Companies that have historically taken a compliance-led approach to engaging their workforce are now adopting a new brand of “office chic,” no longer resisting the idea that employees – especially the youth – favor a portfolio view of employment rather than a lifelong commitment.

India’s technology services companies have pioneered the movement to create a workplace environment that spurs camaraderie and creativity, autonomy and passion – and yet still places huge emphasis on career progression and culture.

Wipro and Infosys, two giants in tech services, have built self-contained micro cities for tens of thousands of employees, with libraries, food courts and numerous other amenities, calling to mind the sprawling tech campuses of Silicon Valley.

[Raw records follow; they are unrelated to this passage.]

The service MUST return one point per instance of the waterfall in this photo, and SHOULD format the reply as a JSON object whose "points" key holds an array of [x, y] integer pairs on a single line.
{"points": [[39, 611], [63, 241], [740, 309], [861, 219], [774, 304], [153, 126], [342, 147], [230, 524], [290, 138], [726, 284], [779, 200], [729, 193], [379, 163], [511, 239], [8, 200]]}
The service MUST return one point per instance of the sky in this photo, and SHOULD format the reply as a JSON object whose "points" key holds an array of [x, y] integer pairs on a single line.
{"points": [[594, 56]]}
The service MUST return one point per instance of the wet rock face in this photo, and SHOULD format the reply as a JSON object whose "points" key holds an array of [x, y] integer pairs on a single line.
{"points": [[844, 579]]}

In effect, these tech companies institutionalized workplace cool, which largely meant building a strongly incentivized environment of continuous learning and development for driven young workers.

The IT titans have been joined by others in manufacturing and financial services as employers try to stand out in a seller’s market for talent.

Godrej, one of India’s oldest conglomerates, launched a “Culture Lab” in 2011 to encourage ideas and innovation among its young staff. An experimental incubator based out of the group’s suburban Mumbai headquarters, the Lab explores “what it means to be modern and Indian” through talks, conferences and performances, and an online repository for content on topics such as gender and sexuality. Open to both employees and the public, Godrej says insights from the Lab have helped shaped several group efforts, including the group’s diversity and inclusion initiatives.

But it has been India’s legion of startups that have refined workplace culture to something more akin to “chaotic cool.” These startups have been a lightning rod for young India, reflecting risk-taking, breathless, often reckless expansion. That, in fact, has been their big trick in attracting academically rich recruits from conservative employment backgrounds, such as banking, consulting and multinationals.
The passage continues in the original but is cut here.